当前位置:网站首页>Implementation principle and application practice of Flink CDC mongodb connector

Implementation principle and application practice of Flink CDC mongodb connector

2022-06-21 20:20:00 Apache Flink

This paper is compiled from XTransfer Senior Java Development Engineer 、Flink CDC Maintainer Sunjiabao is Flink CDC Meetup Speech . The main contents include :

  1. MongoDB Change Stream Technical introduction
  2. MongoDB CDC Connector Business practice
  3. MongoDB CDC Connector Production tuning
  4. MongoDB CDC Connector Parallelization Snapshot improvement
  5. Follow up planning

Click to view live playback & speech PDF

One 、MongoDB Change Stream Technical introduction

MongoDB Is a document oriented non relational database , Support semi-structured data storage ; It is also a distributed database , Two cluster deployment modes, replica set and shard set, are provided , High availability and horizontal scalability , It is suitable for large-scale data storage . in addition , MongoDB 4.0 Version also provides support for multi document transactions , It is more friendly to some complex business scenarios .
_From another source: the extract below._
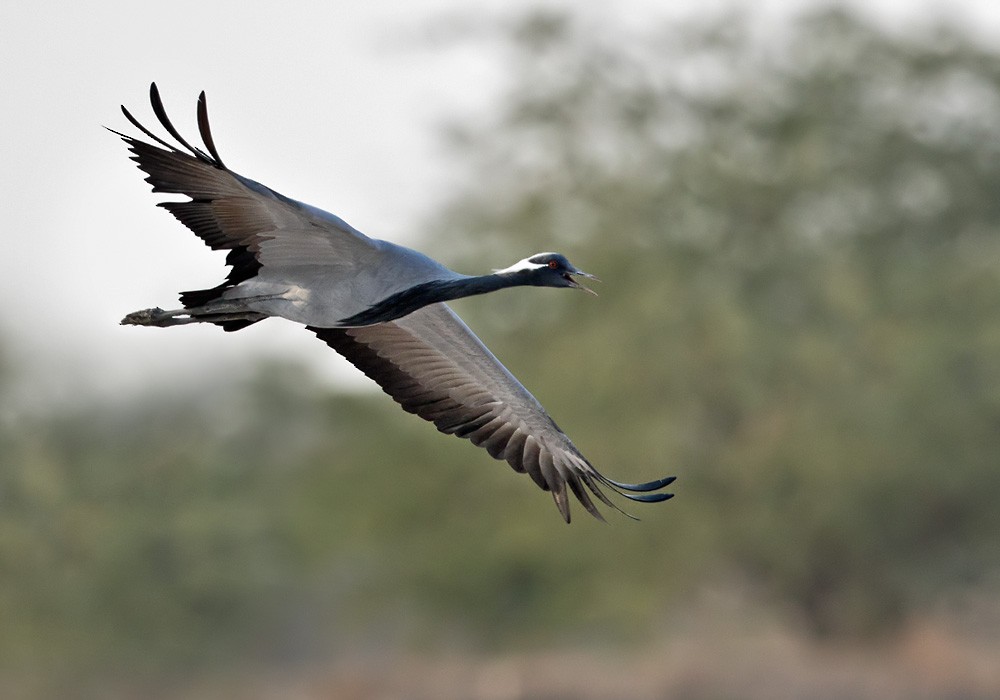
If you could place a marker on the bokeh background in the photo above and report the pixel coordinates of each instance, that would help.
(795, 212)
MongoDB A weakly structured storage mode is used , Support flexible data structure and rich data types , fit Json file 、 label 、 snapshot 、 Location 、 Business scenarios such as content storage . Its natural distributed architecture provides out of the box sharding mechanism and automation rebalance Ability , Suitable for large-scale data storage . in addition , MongoDB It also provides the function of distributed grid file storage , namely GridFS, Suitable for pictures 、 Audio 、 Storage of large files such as video .
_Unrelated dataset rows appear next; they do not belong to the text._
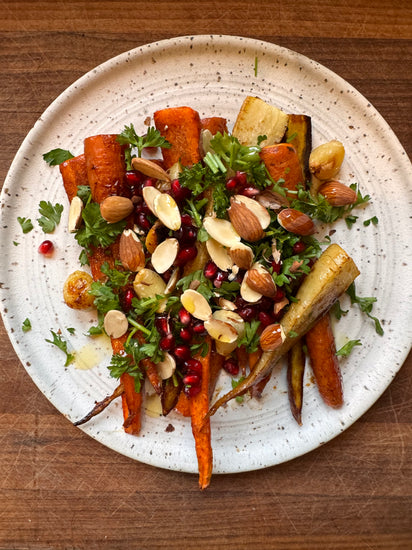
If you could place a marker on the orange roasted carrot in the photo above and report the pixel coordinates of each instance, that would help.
(181, 127)
(325, 365)
(105, 166)
(282, 162)
(74, 173)
(199, 406)
(214, 124)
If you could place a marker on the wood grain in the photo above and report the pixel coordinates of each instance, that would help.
(62, 490)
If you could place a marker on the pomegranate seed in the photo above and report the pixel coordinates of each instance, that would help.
(277, 266)
(241, 178)
(167, 343)
(191, 391)
(46, 248)
(249, 192)
(193, 366)
(231, 184)
(210, 270)
(143, 221)
(199, 328)
(231, 366)
(280, 294)
(247, 313)
(162, 325)
(185, 334)
(265, 318)
(299, 247)
(182, 352)
(184, 316)
(127, 300)
(134, 178)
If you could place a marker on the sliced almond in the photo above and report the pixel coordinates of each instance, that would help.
(148, 284)
(150, 168)
(242, 255)
(115, 208)
(219, 255)
(221, 230)
(296, 222)
(247, 293)
(149, 196)
(260, 280)
(167, 211)
(167, 367)
(245, 222)
(220, 331)
(272, 337)
(131, 252)
(259, 211)
(196, 304)
(115, 323)
(75, 214)
(164, 255)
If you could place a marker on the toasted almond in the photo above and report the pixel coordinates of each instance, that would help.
(271, 200)
(220, 331)
(242, 255)
(221, 230)
(245, 222)
(148, 284)
(219, 255)
(115, 208)
(260, 280)
(167, 211)
(296, 222)
(272, 337)
(247, 293)
(196, 304)
(150, 168)
(149, 196)
(337, 194)
(75, 214)
(131, 252)
(166, 368)
(115, 323)
(164, 255)
(259, 211)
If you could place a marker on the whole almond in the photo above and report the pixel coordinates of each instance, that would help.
(260, 280)
(131, 252)
(272, 337)
(296, 222)
(245, 222)
(115, 208)
(337, 194)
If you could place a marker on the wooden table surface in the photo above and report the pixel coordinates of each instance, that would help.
(61, 489)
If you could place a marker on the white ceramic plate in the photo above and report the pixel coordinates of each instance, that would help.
(212, 74)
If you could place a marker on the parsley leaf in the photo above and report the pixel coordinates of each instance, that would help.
(50, 216)
(345, 350)
(57, 156)
(26, 224)
(61, 344)
(96, 230)
(26, 325)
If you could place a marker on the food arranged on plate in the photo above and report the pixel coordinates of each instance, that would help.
(198, 251)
MongoDB Two cluster mode deployment modes, replica set and shard set, are provided .

Replica set : Highly available deployment mode , The secondary node replicates data by copying the operation logs of the primary node . When the primary node fails , The secondary node and the quorum node will re initiate voting to select a new primary node , Achieve failover . in addition , The secondary node can also share the query request , Reduce the query pressure of main nodes .

Fragment set : Horizontal expansion deployment mode , Spread the data evenly among different Shard On , Every Shard Can be deployed as a replica set ,Shard The primary node in the hosts read / write requests , The secondary node will copy the operation logs of the primary node , The data can be divided into multiple partitions according to the specified partition index and partition strategy 16MB A block of data , And give these data blocks to different Shard For storage .Config Servers We will record Shard Correspondence with data block .

MongoDB Of Oplog And MySQL Of Binlog similar , Recorded data in MongoDB All operation logs in .Oplog Is a collection with capacity , If it exceeds the preset capacity range , The previous information will be discarded .

And MySQL Of Binlog Different , Oplog Before the change is not recorded / Complete information after . Traverse Oplog It does capture MongoDB Data change of , But I want to convert it into Flink Supported by Changelog There are still some limitations .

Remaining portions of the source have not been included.